Une
las manos como si rezara. Reflexiona en silencio. Sus ojos celestes se dilatan
en el horizonte del tiempo. Buscan en el recuerdo momentos que le marcaron la
vida, le cambiaron la existencia, el destino, o sencillamente le dejaron una
sonrisa o una tristeza en el alma.
Su
rostro se contrae en un aura de nostalgia y melancolía, iluminando las arrugas
en torno a su mirada gastada. Decanta el misterio de su pasado, que surge en un
murmullo, un susurro apenas, para comenzar a desandar el camino transitado.
Habla
de su niñez, de sus padres, de sus hermanos. De la carencia de afecto, de la falta
de alimentos. De un padre que no trabajaba. De un padre que bebía y golpeaba.
De una larga noche esperando el día para renacer del largo llanto compartido
con sus hermanos.
Nombra
personas que hoy solamente sobreviven en las pálidas fotografías de una tumba.
Relata travesuras cometidas con personas del ayer.

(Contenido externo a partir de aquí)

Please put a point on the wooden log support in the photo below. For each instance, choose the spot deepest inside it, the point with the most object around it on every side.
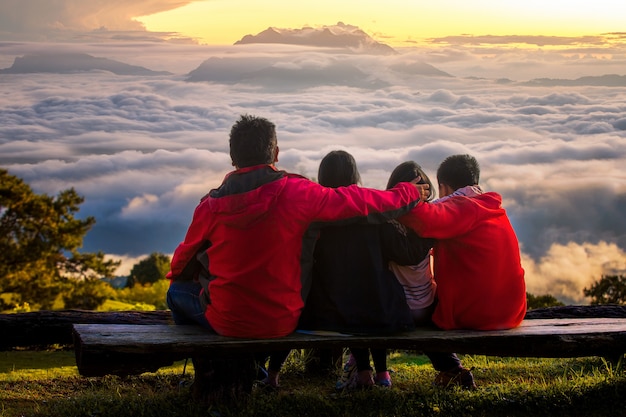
(44, 328)
(129, 349)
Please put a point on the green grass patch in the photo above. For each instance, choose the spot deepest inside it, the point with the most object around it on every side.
(47, 384)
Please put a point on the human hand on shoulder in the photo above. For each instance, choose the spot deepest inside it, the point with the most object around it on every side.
(424, 189)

Hermanos, amigos,
compañeros… con los que compartía partidos de fútbol, robaba frutas en las
quintas de los vecinos, asustaba ancianos (como él) durante las noches de invierno.
También refiere juegos que los niños de hoy olvidaron.
Cuenta
historias de su casamiento arreglado por conveniencia. De la soledad de vivir
en pareja sin amor. Del sufrimiento compartido sin un proyecto de vida. Y
nuevamente la carencia material y la necesidad profunda de afecto.
Y
los sueños que nunca existieron y si existieron él no se dio por enterado. Y
los hijos que se fueron yendo, de a uno, desangrando el hogar, que se casaron
lejos, que lo dejaron solo, y lo invitaron a ir a vivir a un geriátrico.